BU TELAŞ NİYE?

Hayrettin DURMUŞ

Uyandığımız her sabah, yattığımız her gece gündemimiz o kadar çok değişiyor ki, koşar adımlarla bile takip edebilene aşk olsun. Bir acı haberin soğukluğunu üzerinizden atamadan yenisi çörekleniyor içinize. Gündemin içinde boğulmamak için ne yapsak acaba?

Oysa ay dolanıyor, yıllar geçiyor, günler birbirini takip ediyor, her şey yörüngesinde kendisine tayin edilen işi yapıyor. Güneş hiç vaktini sektirmeden doğuyor, batışını bir saniye bile geciktirmiyor. Günler her sene aynı vakitte uzuyor, aynı vakitte kısalıyor. Cemre’nin havaya, suya, toprağa hasreti hiç bitmiyor. Bulutlar mavi gökten hiç gitmiyor. Yağmur bir görünüp bir kayboluyor ve bu muhteşem ahenk, bu muazzam disiplin hiç değişmiyor.

Öyleyse bu telaş niye?

İnsanoğlu hep telaşlıdır, yoğundur, işleri bir türlü bitmez, zaman bir türlü yetmez. Hep acelesi vardır, plânları vardır yarına, öbür güne dair.

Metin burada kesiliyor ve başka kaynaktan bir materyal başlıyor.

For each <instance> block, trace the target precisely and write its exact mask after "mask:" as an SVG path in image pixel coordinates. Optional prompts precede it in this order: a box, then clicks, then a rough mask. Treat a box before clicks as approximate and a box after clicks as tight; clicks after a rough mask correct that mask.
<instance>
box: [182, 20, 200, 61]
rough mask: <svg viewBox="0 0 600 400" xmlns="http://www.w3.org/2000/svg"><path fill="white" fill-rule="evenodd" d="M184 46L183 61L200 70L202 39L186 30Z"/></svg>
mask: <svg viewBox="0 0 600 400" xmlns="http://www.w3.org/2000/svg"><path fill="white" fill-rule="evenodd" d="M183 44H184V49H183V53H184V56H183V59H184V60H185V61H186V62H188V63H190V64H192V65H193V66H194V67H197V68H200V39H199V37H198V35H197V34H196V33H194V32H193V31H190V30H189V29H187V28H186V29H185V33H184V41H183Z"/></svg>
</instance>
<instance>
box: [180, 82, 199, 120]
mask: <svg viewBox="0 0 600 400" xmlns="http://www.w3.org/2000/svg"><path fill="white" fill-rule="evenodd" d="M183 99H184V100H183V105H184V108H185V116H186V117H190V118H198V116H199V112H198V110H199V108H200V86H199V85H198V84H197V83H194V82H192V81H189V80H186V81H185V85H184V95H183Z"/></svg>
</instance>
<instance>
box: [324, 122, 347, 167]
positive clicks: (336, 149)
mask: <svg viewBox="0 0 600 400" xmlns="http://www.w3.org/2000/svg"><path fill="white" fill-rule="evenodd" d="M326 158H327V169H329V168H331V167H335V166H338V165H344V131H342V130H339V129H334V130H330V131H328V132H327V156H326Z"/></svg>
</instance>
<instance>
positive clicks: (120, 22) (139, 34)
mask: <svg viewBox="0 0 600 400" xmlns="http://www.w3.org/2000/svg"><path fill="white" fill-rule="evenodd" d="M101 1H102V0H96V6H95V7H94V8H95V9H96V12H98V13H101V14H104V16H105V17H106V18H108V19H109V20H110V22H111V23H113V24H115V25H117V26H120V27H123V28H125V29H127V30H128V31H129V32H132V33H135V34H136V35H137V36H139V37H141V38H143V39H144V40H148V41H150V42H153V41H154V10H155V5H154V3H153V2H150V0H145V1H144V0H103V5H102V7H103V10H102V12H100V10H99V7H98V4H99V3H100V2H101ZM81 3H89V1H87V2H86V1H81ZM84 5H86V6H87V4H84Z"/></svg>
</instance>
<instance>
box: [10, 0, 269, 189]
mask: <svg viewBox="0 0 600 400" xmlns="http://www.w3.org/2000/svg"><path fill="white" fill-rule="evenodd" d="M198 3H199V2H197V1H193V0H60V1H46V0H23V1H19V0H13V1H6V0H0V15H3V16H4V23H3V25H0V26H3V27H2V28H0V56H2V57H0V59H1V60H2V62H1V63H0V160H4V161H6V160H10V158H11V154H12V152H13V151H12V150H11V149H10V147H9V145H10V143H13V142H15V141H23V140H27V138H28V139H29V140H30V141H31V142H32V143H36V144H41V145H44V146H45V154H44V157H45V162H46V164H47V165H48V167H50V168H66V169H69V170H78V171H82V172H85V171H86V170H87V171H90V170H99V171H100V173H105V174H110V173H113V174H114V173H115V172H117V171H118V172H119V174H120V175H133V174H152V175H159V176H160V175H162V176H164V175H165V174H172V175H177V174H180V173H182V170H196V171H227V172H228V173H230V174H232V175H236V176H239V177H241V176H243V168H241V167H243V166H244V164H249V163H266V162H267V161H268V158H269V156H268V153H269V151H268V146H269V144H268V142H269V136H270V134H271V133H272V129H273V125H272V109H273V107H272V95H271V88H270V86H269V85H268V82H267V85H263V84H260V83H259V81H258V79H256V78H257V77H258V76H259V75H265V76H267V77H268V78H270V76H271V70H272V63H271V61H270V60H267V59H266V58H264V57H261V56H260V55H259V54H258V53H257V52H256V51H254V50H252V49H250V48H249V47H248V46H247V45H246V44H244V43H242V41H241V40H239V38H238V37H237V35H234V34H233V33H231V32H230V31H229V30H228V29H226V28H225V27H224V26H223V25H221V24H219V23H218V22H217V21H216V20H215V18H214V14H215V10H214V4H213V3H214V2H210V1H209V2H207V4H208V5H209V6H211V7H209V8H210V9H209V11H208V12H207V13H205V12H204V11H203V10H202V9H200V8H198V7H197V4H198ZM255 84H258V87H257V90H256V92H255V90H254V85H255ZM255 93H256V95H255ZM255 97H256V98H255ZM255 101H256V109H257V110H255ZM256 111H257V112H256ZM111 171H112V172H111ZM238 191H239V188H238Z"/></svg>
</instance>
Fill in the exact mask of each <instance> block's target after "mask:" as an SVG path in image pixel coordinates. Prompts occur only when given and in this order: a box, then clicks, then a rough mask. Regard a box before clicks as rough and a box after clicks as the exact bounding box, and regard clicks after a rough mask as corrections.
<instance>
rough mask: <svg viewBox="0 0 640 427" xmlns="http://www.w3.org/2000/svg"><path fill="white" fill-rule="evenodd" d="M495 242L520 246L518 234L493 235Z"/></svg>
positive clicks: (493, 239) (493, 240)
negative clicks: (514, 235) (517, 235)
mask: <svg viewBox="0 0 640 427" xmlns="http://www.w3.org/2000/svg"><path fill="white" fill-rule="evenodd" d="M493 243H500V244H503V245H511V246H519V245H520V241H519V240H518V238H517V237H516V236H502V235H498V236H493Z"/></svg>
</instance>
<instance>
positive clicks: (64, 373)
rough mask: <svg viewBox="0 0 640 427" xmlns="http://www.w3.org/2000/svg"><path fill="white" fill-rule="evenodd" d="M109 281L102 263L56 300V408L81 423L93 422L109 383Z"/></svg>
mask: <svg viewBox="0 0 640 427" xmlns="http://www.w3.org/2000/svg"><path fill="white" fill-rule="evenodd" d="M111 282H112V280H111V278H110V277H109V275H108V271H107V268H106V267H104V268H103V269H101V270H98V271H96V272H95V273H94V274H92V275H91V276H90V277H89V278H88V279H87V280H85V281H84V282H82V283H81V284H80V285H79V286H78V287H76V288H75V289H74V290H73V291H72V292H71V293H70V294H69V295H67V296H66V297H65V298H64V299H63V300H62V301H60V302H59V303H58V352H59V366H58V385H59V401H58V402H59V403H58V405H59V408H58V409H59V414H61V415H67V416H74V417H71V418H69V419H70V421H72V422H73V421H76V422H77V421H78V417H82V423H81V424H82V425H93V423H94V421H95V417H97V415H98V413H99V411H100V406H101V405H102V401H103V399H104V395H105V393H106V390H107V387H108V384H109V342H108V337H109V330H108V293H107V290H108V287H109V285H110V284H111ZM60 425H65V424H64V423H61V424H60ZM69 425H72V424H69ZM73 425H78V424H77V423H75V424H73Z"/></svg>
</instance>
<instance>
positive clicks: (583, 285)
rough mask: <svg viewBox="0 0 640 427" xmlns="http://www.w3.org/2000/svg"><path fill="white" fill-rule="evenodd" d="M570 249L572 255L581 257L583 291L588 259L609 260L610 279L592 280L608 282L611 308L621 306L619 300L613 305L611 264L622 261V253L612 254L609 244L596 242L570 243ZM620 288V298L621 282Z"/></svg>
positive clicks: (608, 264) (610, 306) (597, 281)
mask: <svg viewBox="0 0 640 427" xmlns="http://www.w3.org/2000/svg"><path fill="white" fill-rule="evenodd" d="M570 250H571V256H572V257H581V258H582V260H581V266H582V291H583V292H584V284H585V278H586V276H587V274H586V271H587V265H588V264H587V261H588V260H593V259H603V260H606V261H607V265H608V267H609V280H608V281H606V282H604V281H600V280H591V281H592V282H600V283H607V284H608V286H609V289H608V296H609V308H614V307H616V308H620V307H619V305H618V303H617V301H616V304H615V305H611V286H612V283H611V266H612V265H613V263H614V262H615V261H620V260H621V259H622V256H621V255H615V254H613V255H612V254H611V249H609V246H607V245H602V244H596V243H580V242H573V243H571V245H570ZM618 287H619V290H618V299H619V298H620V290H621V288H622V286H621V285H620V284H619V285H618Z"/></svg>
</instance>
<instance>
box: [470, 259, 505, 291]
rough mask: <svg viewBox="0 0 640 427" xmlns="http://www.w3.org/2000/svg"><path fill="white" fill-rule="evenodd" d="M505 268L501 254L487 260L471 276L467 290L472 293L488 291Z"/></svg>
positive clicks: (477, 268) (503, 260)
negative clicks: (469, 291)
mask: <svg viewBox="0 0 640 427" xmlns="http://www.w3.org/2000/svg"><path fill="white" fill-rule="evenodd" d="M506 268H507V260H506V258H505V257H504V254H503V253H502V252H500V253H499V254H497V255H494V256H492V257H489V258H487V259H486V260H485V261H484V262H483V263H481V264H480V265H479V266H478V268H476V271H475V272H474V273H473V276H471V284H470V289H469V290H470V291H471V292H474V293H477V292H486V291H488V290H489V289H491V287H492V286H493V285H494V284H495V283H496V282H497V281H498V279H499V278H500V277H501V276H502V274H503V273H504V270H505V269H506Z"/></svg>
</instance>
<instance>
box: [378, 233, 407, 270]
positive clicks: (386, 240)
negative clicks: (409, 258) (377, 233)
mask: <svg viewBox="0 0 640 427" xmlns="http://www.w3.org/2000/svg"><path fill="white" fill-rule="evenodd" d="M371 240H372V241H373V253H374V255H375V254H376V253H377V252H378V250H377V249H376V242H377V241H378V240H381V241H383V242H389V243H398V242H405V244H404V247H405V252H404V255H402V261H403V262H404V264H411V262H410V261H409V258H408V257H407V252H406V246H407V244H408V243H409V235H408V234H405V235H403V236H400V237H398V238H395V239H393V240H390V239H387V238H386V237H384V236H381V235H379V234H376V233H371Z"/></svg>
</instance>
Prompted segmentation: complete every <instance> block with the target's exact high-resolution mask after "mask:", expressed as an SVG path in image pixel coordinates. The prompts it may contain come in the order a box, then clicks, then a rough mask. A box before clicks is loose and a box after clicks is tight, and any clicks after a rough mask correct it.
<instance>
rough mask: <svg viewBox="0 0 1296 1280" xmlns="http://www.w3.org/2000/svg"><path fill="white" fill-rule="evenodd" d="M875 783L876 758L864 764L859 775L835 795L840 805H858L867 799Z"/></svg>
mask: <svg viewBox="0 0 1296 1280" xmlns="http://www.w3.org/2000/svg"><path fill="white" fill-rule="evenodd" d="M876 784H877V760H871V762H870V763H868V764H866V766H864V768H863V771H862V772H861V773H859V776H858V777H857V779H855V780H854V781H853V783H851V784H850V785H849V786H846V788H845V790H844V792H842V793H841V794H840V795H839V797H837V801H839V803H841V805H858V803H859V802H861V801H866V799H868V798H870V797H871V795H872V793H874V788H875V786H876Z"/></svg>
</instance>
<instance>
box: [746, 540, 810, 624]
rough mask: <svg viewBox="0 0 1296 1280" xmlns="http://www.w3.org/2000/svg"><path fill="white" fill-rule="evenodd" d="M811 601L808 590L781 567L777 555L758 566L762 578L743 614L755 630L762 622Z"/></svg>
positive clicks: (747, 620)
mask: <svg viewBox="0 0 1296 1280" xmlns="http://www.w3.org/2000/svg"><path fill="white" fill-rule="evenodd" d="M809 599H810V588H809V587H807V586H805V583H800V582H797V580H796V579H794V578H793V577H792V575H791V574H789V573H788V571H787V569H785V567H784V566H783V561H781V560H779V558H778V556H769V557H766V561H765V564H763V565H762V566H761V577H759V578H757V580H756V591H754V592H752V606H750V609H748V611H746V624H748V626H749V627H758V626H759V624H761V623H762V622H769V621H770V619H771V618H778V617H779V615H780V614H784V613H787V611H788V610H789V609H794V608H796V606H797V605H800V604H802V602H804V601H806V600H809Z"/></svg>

Dünyadaki birçok meseleye kafa yorar da; güneşe gülümsemeyi, aya el sallamayı, buluta seslenmeyi, çiçeğe selam vermeyi, rüzgârın uğultusunu, kuşların cıvıltısını dinlemeyi unutur.

Yaşadığımız dünyadaki muazzam ahengin, muhteşem görüntünün, atın, otun, böceğin, sineğin kendisi için olduğunu anlamaz, hatırlamaz.

Hayatı paylaştığımız her canlının farklı bir görevi vardır oysa ama insan kendisinin ve çevresinin farkında değildir çoğu zaman. 

Dalların ıtıra dönmesinden anlamaz mıyız baharı? Ağustos böceğinin ötmediği yaz buruk bir yaz değil midir? Onlar saz çalacak ki biz uykuya dalacağız. Sonbaharın güzelliklerini silecek kar. Her yer, her yön beyaza bürünecek.

Gün gelecek beyazlıklar içinde bir ırmağın sularına karışıp gideceğiz ummana.